Consider a set of $$3n$$ numbers having variance 4. In this set, the mean of first $$2n$$ numbers is 6 and the mean of the remaining $$n$$ numbers is 3. A new set is constructed by adding 1 into each of the first $$2n$$ numbers, and subtracting 1 from each of the remaining $$n$$ numbers. If the variance of the new set is $$k$$, then $$9k$$ is equal to ________.

Let the $$3n$$ numbers be $$x_1, x_2, \ldots, x_{3n}$$ with mean of the first $$2n$$ numbers equal to $$6$$ and mean of the remaining $$n$$ numbers equal to $$3$$. The overall mean is $$\bar{x} = \frac{2n \cdot 6 + n \cdot 3}{3n} = \frac{15n}{3n} = 5$$.

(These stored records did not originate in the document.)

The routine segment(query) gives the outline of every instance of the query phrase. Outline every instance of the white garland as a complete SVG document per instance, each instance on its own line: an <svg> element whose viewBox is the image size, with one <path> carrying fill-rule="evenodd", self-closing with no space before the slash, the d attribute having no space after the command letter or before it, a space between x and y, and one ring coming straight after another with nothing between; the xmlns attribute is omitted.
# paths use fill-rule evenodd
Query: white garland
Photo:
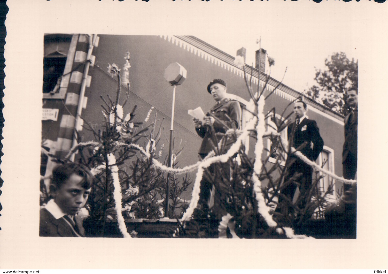
<svg viewBox="0 0 388 274"><path fill-rule="evenodd" d="M113 198L114 199L115 209L117 216L117 223L119 228L125 238L132 238L131 235L126 230L125 222L121 214L121 202L123 196L121 195L121 186L120 185L120 180L119 179L119 169L116 165L116 159L114 155L111 153L107 155L108 164L111 165L111 171L112 172L112 177L113 180Z"/></svg>
<svg viewBox="0 0 388 274"><path fill-rule="evenodd" d="M257 201L257 207L259 213L264 218L264 220L268 226L275 227L277 225L277 223L274 221L272 216L269 214L270 208L265 203L265 200L262 190L262 182L259 179L262 165L261 160L261 155L264 150L263 138L259 136L260 133L264 132L265 130L265 117L264 114L264 101L263 96L260 97L258 103L258 121L256 125L257 138L256 140L256 144L255 146L256 160L253 165L253 176L252 176L253 179L253 191L255 191L256 200Z"/></svg>
<svg viewBox="0 0 388 274"><path fill-rule="evenodd" d="M286 236L290 239L315 239L314 237L307 236L304 234L296 234L294 230L291 227L284 227L283 229L286 232Z"/></svg>

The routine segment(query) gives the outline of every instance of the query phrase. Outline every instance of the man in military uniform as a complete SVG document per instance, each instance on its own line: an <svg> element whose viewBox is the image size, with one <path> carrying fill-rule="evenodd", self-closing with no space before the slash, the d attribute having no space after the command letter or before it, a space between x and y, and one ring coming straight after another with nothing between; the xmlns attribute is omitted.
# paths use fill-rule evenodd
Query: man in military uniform
<svg viewBox="0 0 388 274"><path fill-rule="evenodd" d="M195 126L197 133L203 139L198 152L198 154L202 159L214 149L215 146L217 146L228 129L239 128L241 115L241 108L239 102L227 97L227 84L224 81L215 79L208 85L207 90L217 103L207 114L204 118L204 122L203 124L197 119L193 119L193 123ZM227 149L228 148L225 148ZM224 153L226 150L221 152ZM227 163L225 164L229 166ZM225 167L227 169L226 165ZM211 173L215 175L216 179L222 178L223 176L229 176L229 172L226 172L227 174L223 175L218 174L222 171L216 170L214 165L209 167L208 169ZM211 183L203 179L201 184L199 203L203 209L208 207L210 190L212 186ZM215 195L215 207L219 206L217 204L220 202L219 200L216 200L217 196Z"/></svg>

The variance is given as $$4$$, so $$\frac{1}{3n}\sum_{i=1}^{3n} x_i^2 - \bar{x}^2 = 4$$, giving $$\frac{1}{3n}\sum x_i^2 = 29$$, hence $$\sum x_i^2 = 87n$$.

Now the new set is formed by adding $$1$$ to each of the first $$2n$$ numbers and subtracting $$1$$ from each of the remaining $$n$$ numbers. The new values are $$y_i = x_i + 1$$ for $$i = 1, \ldots, 2n$$ and $$y_i = x_i - 1$$ for $$i = 2n+1, \ldots, 3n$$.

The new sum is $$\sum y_i = \sum_{i=1}^{2n}(x_i+1) + \sum_{i=2n+1}^{3n}(x_i-1) = \sum x_i + 2n - n = 15n + n = 16n$$. The new mean is $$\bar{y} = \frac{16n}{3n} = \frac{16}{3}$$.

The new sum of squares is $$\sum y_i^2 = \sum_{i=1}^{2n}(x_i+1)^2 + \sum_{i=2n+1}^{3n}(x_i-1)^2 = \sum_{i=1}^{2n}(x_i^2 + 2x_i + 1) + \sum_{i=2n+1}^{3n}(x_i^2 - 2x_i + 1)$$.

This equals $$\sum x_i^2 + 2\sum_{i=1}^{2n}x_i - 2\sum_{i=2n+1}^{3n}x_i + 2n + n = 87n + 2(12n) - 2(3n) + 3n = 87n + 24n - 6n + 3n = 108n$$.

The new variance is $$k = \frac{\sum y_i^2}{3n} - \bar{y}^2 = \frac{108n}{3n} - \frac{256}{9} = 36 - \frac{256}{9} = \frac{324 - 256}{9} = \frac{68}{9}$$.

Therefore $$9k = 9 \cdot \frac{68}{9} = 68$$.